Un incident célèbre illustre sa prédication : rencontrant un loup qui terrorisait le village de Gubbio, François dialogue avec le loup, le persuade d'accepter la paix. Cette histoire, qu'elle soit littérale ou allégorique, symbolise sa capacité à transformer la violence en amour, à réconcilier ce qui est ennemi.

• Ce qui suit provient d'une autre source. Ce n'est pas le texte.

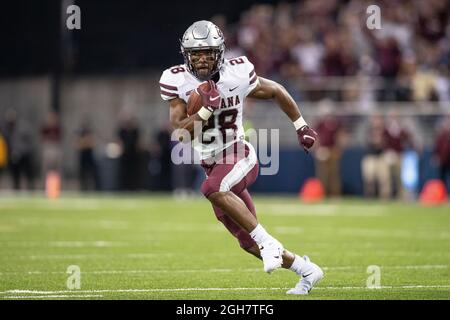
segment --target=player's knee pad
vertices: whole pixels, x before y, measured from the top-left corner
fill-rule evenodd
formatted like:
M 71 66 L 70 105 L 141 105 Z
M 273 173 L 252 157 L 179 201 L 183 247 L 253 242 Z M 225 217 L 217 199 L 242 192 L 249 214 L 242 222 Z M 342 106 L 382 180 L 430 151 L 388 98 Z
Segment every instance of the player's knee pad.
M 208 178 L 206 179 L 201 187 L 201 192 L 203 195 L 208 198 L 211 194 L 214 192 L 220 192 L 220 181 L 218 179 L 214 178 Z

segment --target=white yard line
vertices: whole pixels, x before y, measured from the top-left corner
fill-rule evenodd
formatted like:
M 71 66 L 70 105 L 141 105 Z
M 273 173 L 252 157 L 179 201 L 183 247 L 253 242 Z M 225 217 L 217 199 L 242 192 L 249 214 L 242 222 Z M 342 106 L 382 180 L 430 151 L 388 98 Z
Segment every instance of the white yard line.
M 93 271 L 82 271 L 83 274 L 140 274 L 140 273 L 202 273 L 202 272 L 255 272 L 261 271 L 262 269 L 149 269 L 149 270 L 93 270 Z M 65 271 L 24 271 L 24 272 L 0 272 L 1 275 L 33 275 L 33 274 L 65 274 Z
M 138 210 L 144 208 L 154 208 L 158 206 L 157 203 L 146 201 L 140 204 L 133 200 L 126 199 L 109 199 L 113 201 L 104 201 L 103 199 L 71 199 L 64 198 L 63 201 L 48 201 L 45 198 L 36 199 L 20 199 L 20 198 L 5 198 L 0 197 L 0 208 L 14 209 L 21 207 L 33 207 L 34 209 L 45 210 Z
M 382 290 L 382 289 L 450 289 L 450 285 L 403 285 L 403 286 L 381 286 L 379 288 L 367 288 L 367 287 L 315 287 L 314 290 Z M 199 292 L 199 291 L 277 291 L 277 290 L 288 290 L 290 288 L 154 288 L 154 289 L 104 289 L 104 290 L 56 290 L 56 291 L 45 291 L 45 290 L 22 290 L 14 289 L 0 292 L 0 294 L 14 295 L 14 294 L 29 294 L 32 295 L 61 295 L 70 293 L 154 293 L 154 292 Z
M 445 264 L 434 265 L 412 265 L 412 266 L 380 266 L 381 269 L 447 269 L 449 266 Z M 366 269 L 367 266 L 337 266 L 337 267 L 323 267 L 324 270 L 352 270 L 352 269 Z
M 93 259 L 93 258 L 134 258 L 134 259 L 147 259 L 147 258 L 163 258 L 173 257 L 174 253 L 127 253 L 127 254 L 101 254 L 101 253 L 86 253 L 86 254 L 43 254 L 43 255 L 8 255 L 5 256 L 8 259 L 29 259 L 29 260 L 52 260 L 52 259 Z
M 0 241 L 4 247 L 55 247 L 55 248 L 115 248 L 136 246 L 136 242 L 123 241 Z
M 415 285 L 415 286 L 380 286 L 379 288 L 368 288 L 368 287 L 315 287 L 314 290 L 360 290 L 360 289 L 367 289 L 367 290 L 379 290 L 379 289 L 445 289 L 449 288 L 450 285 L 430 285 L 430 286 L 424 286 L 424 285 Z
M 381 269 L 420 270 L 420 269 L 447 269 L 448 265 L 406 265 L 406 266 L 380 266 Z M 335 266 L 322 267 L 325 271 L 366 269 L 367 266 Z M 247 269 L 147 269 L 147 270 L 91 270 L 82 271 L 83 274 L 146 274 L 146 273 L 229 273 L 229 272 L 260 272 L 262 268 Z M 0 272 L 0 276 L 8 275 L 34 275 L 34 274 L 66 274 L 66 271 L 23 271 Z
M 401 239 L 427 239 L 427 240 L 446 240 L 450 239 L 450 233 L 446 231 L 437 231 L 430 234 L 426 231 L 416 231 L 408 229 L 374 229 L 374 228 L 301 228 L 278 226 L 274 228 L 275 234 L 303 234 L 305 232 L 323 232 L 332 233 L 336 236 L 356 236 L 356 237 L 371 237 L 371 238 L 401 238 Z
M 394 257 L 413 257 L 413 256 L 421 256 L 423 252 L 420 251 L 406 251 L 406 250 L 377 250 L 370 249 L 369 250 L 372 255 L 380 255 L 380 256 L 394 256 Z M 366 251 L 346 251 L 345 253 L 348 256 L 366 256 Z M 70 260 L 70 259 L 102 259 L 102 258 L 112 258 L 112 257 L 120 257 L 121 259 L 130 258 L 130 259 L 148 259 L 148 258 L 173 258 L 173 257 L 184 257 L 190 256 L 190 253 L 186 252 L 137 252 L 137 253 L 69 253 L 69 254 L 27 254 L 27 255 L 16 255 L 16 254 L 4 254 L 2 258 L 6 260 Z M 228 254 L 223 253 L 211 253 L 215 257 L 226 257 L 228 258 Z M 239 255 L 236 253 L 236 255 Z M 314 254 L 316 257 L 324 256 L 325 254 L 317 252 Z
M 186 292 L 186 291 L 262 291 L 262 290 L 284 290 L 288 288 L 154 288 L 154 289 L 104 289 L 104 290 L 7 290 L 0 294 L 66 294 L 77 293 L 151 293 L 151 292 Z
M 48 299 L 48 298 L 103 298 L 101 294 L 45 295 L 45 296 L 5 296 L 1 299 Z
M 354 205 L 351 211 L 343 209 L 336 204 L 314 204 L 305 205 L 301 203 L 275 203 L 266 204 L 262 209 L 258 210 L 259 215 L 272 216 L 311 216 L 311 217 L 329 217 L 329 216 L 346 216 L 346 217 L 377 217 L 386 215 L 386 206 L 371 205 L 361 206 Z

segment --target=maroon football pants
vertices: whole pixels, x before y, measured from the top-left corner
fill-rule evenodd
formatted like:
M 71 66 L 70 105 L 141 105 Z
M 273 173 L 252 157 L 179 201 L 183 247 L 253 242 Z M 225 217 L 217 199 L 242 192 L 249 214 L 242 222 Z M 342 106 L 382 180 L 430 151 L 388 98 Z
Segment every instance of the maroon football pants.
M 214 192 L 231 191 L 245 203 L 249 211 L 256 217 L 255 206 L 247 188 L 255 182 L 259 165 L 255 150 L 250 144 L 237 142 L 226 152 L 224 151 L 220 158 L 204 161 L 202 167 L 207 175 L 201 188 L 205 197 Z M 217 219 L 237 238 L 242 248 L 247 249 L 255 245 L 248 232 L 226 212 L 214 205 L 213 209 Z

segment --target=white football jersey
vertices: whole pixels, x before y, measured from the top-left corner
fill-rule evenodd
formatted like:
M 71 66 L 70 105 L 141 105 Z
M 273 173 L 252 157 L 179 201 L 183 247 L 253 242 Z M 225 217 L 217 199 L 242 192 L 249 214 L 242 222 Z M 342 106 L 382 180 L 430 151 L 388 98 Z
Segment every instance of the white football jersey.
M 192 142 L 201 159 L 213 157 L 236 141 L 245 139 L 243 103 L 259 81 L 253 64 L 245 56 L 225 59 L 219 72 L 220 108 L 204 125 L 203 133 Z M 180 98 L 187 103 L 191 92 L 201 83 L 184 64 L 173 66 L 163 72 L 159 81 L 161 98 L 166 101 Z

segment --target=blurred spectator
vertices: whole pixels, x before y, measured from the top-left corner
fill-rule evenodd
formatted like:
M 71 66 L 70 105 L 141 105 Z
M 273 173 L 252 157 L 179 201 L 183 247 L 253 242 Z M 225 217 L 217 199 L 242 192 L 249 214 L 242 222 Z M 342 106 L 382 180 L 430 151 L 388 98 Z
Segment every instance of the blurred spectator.
M 340 158 L 342 147 L 340 136 L 341 122 L 330 113 L 323 112 L 323 116 L 315 125 L 320 139 L 319 147 L 315 152 L 316 176 L 322 182 L 327 196 L 341 194 Z
M 178 142 L 182 143 L 182 142 Z M 192 152 L 195 152 L 192 150 Z M 173 194 L 177 198 L 186 198 L 194 194 L 197 170 L 194 164 L 172 164 Z
M 401 51 L 393 37 L 380 39 L 375 44 L 376 58 L 380 66 L 380 75 L 384 77 L 384 88 L 380 91 L 379 100 L 394 101 L 394 80 L 398 75 L 401 63 Z
M 415 101 L 436 101 L 437 77 L 434 71 L 429 69 L 418 70 L 411 83 L 413 99 Z
M 175 164 L 172 161 L 172 149 L 181 142 L 172 141 L 171 134 L 171 125 L 167 123 L 154 135 L 148 165 L 151 189 L 173 191 L 175 197 L 185 198 L 194 194 L 197 168 L 194 164 Z M 183 146 L 190 148 L 189 145 Z M 184 149 L 180 150 L 177 156 L 183 157 L 183 151 Z M 193 155 L 194 150 L 191 148 L 190 152 Z M 193 160 L 193 157 L 191 159 Z
M 417 5 L 417 34 L 430 42 L 442 39 L 445 35 L 449 2 L 446 0 L 418 1 Z
M 449 18 L 450 22 L 450 18 Z M 450 30 L 450 27 L 449 27 Z M 450 60 L 450 55 L 449 55 Z M 436 94 L 438 96 L 438 100 L 440 102 L 440 106 L 445 111 L 450 111 L 450 72 L 449 69 L 441 65 L 438 70 L 437 79 L 436 79 Z
M 357 63 L 350 51 L 350 43 L 347 38 L 332 31 L 325 35 L 324 44 L 323 75 L 348 76 L 356 74 Z
M 450 116 L 444 119 L 442 128 L 436 136 L 434 157 L 439 166 L 439 178 L 444 182 L 448 191 L 450 190 L 447 184 L 450 173 Z
M 117 136 L 122 148 L 120 157 L 120 189 L 137 190 L 139 188 L 139 128 L 136 119 L 123 114 L 120 119 Z
M 148 163 L 152 190 L 171 191 L 173 189 L 171 150 L 171 128 L 167 124 L 152 137 Z
M 6 114 L 5 140 L 14 189 L 21 189 L 23 176 L 26 178 L 28 189 L 34 189 L 33 134 L 23 119 L 17 119 L 17 113 L 13 110 L 9 110 Z
M 400 64 L 400 70 L 396 79 L 396 101 L 413 100 L 413 81 L 416 75 L 417 61 L 412 55 L 404 57 Z
M 318 75 L 321 69 L 323 45 L 315 41 L 309 29 L 301 28 L 298 33 L 299 42 L 292 48 L 292 55 L 306 75 Z
M 397 197 L 402 198 L 404 196 L 401 180 L 402 153 L 414 148 L 414 144 L 395 110 L 388 114 L 384 135 L 386 139 L 384 158 L 389 166 L 389 185 L 395 188 Z
M 99 189 L 94 148 L 94 134 L 88 121 L 84 120 L 77 132 L 78 177 L 81 191 Z
M 389 179 L 389 165 L 384 157 L 386 136 L 384 120 L 380 115 L 373 115 L 369 119 L 367 128 L 367 150 L 363 156 L 361 167 L 364 184 L 364 195 L 388 199 L 391 194 Z
M 49 112 L 41 126 L 42 175 L 50 171 L 61 172 L 61 126 L 55 112 Z

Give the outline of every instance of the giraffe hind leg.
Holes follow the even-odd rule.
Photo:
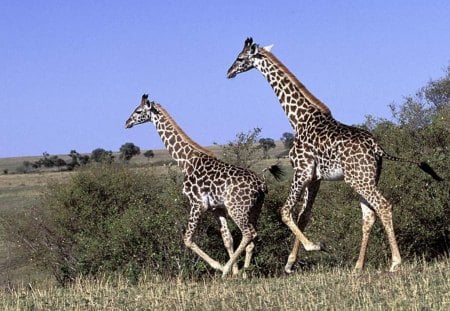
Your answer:
[[[239,246],[236,249],[236,251],[234,252],[233,256],[231,256],[231,258],[228,260],[228,262],[223,267],[222,277],[225,277],[230,272],[232,265],[234,265],[234,263],[237,261],[239,256],[242,254],[242,252],[247,248],[247,246],[250,243],[253,243],[252,241],[255,237],[256,237],[256,232],[255,232],[253,226],[251,226],[251,225],[248,229],[246,229],[242,232],[242,240],[239,243]],[[251,249],[251,250],[253,250],[253,249]],[[248,259],[248,261],[250,262],[251,254],[249,256],[250,256],[250,258]],[[247,255],[246,255],[246,257],[247,257]]]
[[[369,203],[361,198],[360,201],[362,212],[362,240],[359,250],[358,260],[356,261],[355,270],[362,270],[364,267],[364,260],[367,252],[367,245],[369,243],[369,235],[372,226],[375,223],[375,212],[369,207]]]
[[[220,233],[222,235],[223,244],[228,252],[229,257],[231,258],[234,254],[233,250],[233,236],[230,233],[230,229],[228,229],[227,219],[225,216],[225,213],[222,209],[218,209],[215,212],[216,217],[219,220],[220,223]],[[239,268],[237,263],[233,264],[233,275],[236,275],[239,273]]]
[[[233,255],[224,265],[222,277],[225,277],[228,274],[231,267],[236,263],[237,259],[244,250],[246,251],[244,268],[247,268],[250,265],[250,260],[254,249],[253,240],[257,235],[255,229],[256,220],[260,210],[260,206],[254,204],[239,206],[236,203],[230,203],[228,207],[228,213],[241,231],[242,239]],[[245,274],[243,274],[243,276],[246,277]]]
[[[369,205],[374,209],[377,216],[380,218],[384,230],[386,232],[388,241],[389,241],[389,247],[391,249],[391,258],[392,263],[390,267],[390,271],[393,272],[397,269],[398,265],[402,262],[400,251],[398,249],[397,245],[397,239],[395,237],[394,232],[394,224],[392,221],[392,205],[391,203],[378,191],[378,189],[375,186],[366,186],[364,187],[355,187],[355,190],[369,203]],[[370,221],[369,221],[370,223]],[[364,229],[363,229],[364,230]],[[370,231],[370,230],[369,230]],[[367,233],[367,240],[368,240],[368,234]],[[367,244],[367,241],[366,241]],[[367,246],[367,245],[366,245]],[[364,245],[361,245],[361,251],[360,253],[365,249],[363,249]],[[363,261],[363,260],[362,260]],[[362,262],[359,261],[357,264],[362,264]]]
[[[242,277],[244,279],[247,278],[247,273],[245,271],[248,269],[248,267],[250,267],[250,261],[252,260],[254,249],[255,249],[255,243],[253,241],[248,243],[247,247],[245,248],[244,271],[242,272]]]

Son ministère consiste à établir la paix entre les frères, à réconcilier les ennemis, à appeler à la justice mais avec miséricorde.
L'héritage et l'influence continue
François meurt le 3 octobre 1226, pauvre jusqu'à la fin, confiant totalement en la Providence divine. Avant sa mort, il adresse une bénédiction à ses frères, les exhortant à persévérer dans le chemin qu'il a tracé. Bien qu'il craigne que après sa mort son ordre se pervertisse en possession et en hiérarchie, ses frères conservent son souvenir. Il est canonisé deux ans après sa mort, le Saint patron de l'Italie, des animaux, de l'écologie.
Son influence transcende les siècles. Saint Bonaventure, ministre général des Franciscains, systématise sa mystique en théologie. Dante l'inclut au Paradis. Les Franciscains d'aujourd'hui continuent son ministère : aux côtés des pauvres, des migrants, dans la défense de la création. Le monde moderne, saturé de consommérisme destructeur, trouve en François une prophétie salvifique : le bonheur ne gît pas dans la possession mais dans la libération, la fraternité ne naît pas de la hiérarchie mais de l'égalité, la création ne mérite pas l'exploitation mais l'amour respectueux d'une fraternité universelle.